Conception and design: Ab Aaldriks, Ed Maartense, Erik Giltay, Lydia van der Geest.

Provision of study materials or patients: Ed Maartense, Johanneke Portielje, Bea Tanis, Hans Nortier.

Collection and assembly of data: Ab Aaldriks, Lydia van der Geest, Johanneke Portielje, Bea Tanis, Hans Nortier.

Data analysis and interpretation, manuscript writing, final approval of manuscript: all authors.

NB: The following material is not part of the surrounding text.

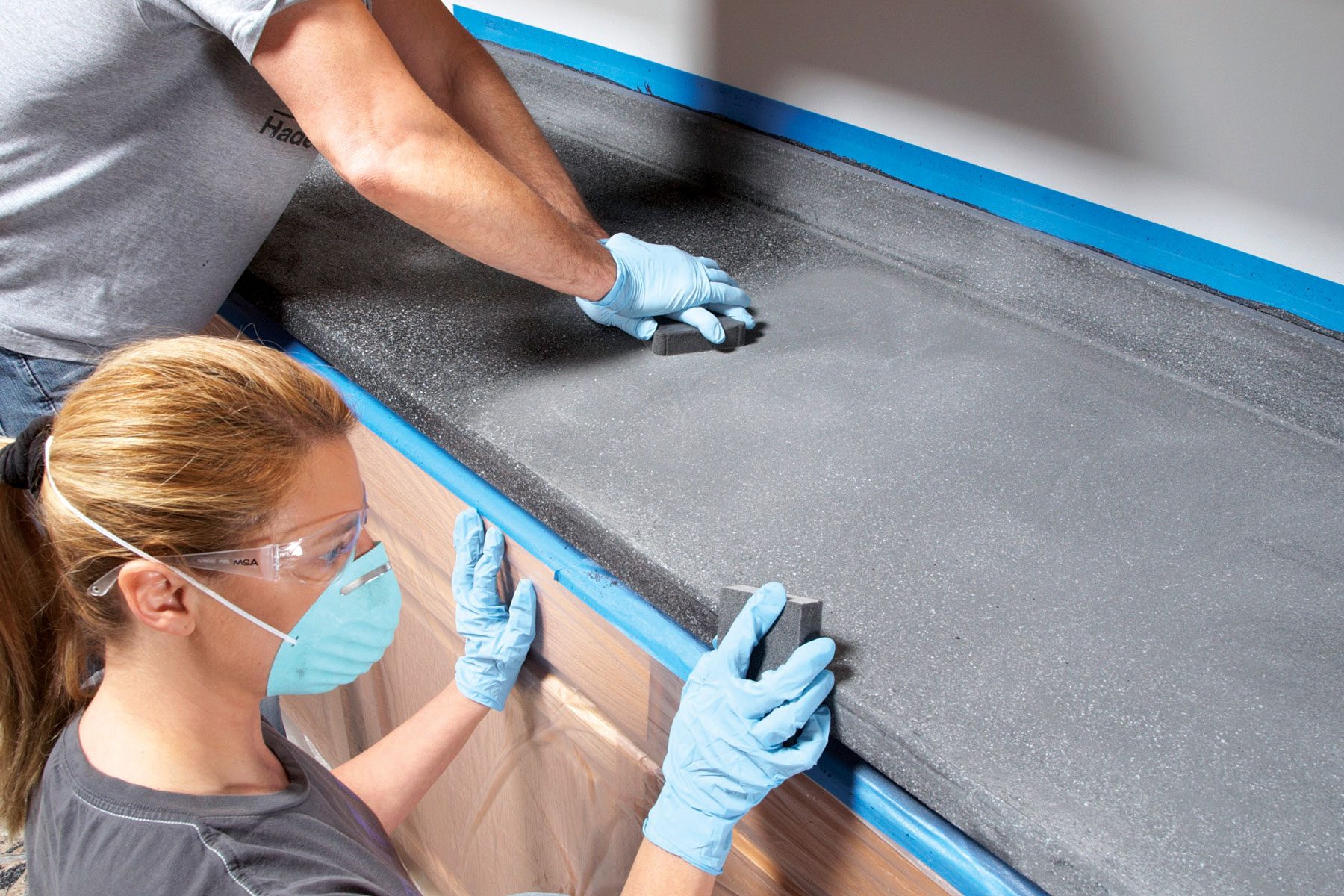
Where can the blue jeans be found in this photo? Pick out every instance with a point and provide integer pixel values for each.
(34, 386)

Conflict of interest statement

There are no financial or personal relationships of any author with other people or organizations that could inappropriately influence this manuscript.

Acknowledgments

The authors would like to thank Hermine Verlaan, Wilma Kloosterman, Siepke Hiddema, Hans Polderdijk, Inge Roozen, Ria Peters-Dijkshoorn and the Comprehensive Cancer Centre the Netherlands, (CCCNL), location Leiden, for the valuable recruitment of patients and data collection. The authors would like to thank Piet Poot (sadly, he died recently) and Judith Kroep for the valuable comments and support during research and development of the study. The study was made possible by financial support of the ZOLEON foundation, the Netherlands.

 

Appendix A. 

The Groningen Frailty indicator (GFI).

Mobility

Is the patient able to carry out these tasks single handed without any help? (The use of help resources such as walking stick, walking frame, wheelchair, is considered independent)

1.

Shopping

2.

Walking around outside (around the house or to the neighbors)

3.

Dressing and undressing

4.

Going to the toilet

 

Physical Fitness

5.

What mark does the patient give himself/herself for physical fitness? (scale 0–10)

 

Vision

6.

Does the patient experience problems in daily life due to poor vision?

 

Hearing

7.

Does the patient experience problems in daily life due to being hard of hearing?

 

Nourishment

8.

During the last 6 months has the patient lost a lot of weight unwillingly? (3 kg in 1 month or 6 kg in 2 months)

 

Morbidity

9.

Does the patient take 4 or more different types of medicine?

 

Cognition (Perception)

10.

Does the patient have any complaints about his/her memory or is the patient known to have a dementia syndrome?

 

Psychosocial

11.

Does the patient sometimes experience emptiness around him/her?

12.

Does the patient sometimes miss people around him/her?

13.

Does the patient sometimes feel abandoned?

14.

Has the patient recently felt downhearted or sad?

15.

Has the patient recently felt nervous or anxious?

 

Scoring:

Questions 1–4: Independent = 0; dependent = 1.

Question 5: 0–6 = 1; 7–10 = 0.

Questions 6–9: No = 0; yes = 1.

Question 10: No and sometimes = 0; yes = 1.

Questions 11–15: No = 0; sometimes and yes = 1.

 

(From: Slaets JP. Vulnerability in the Elderly: frailty. Med Clin North Am 2006; 90:593–601).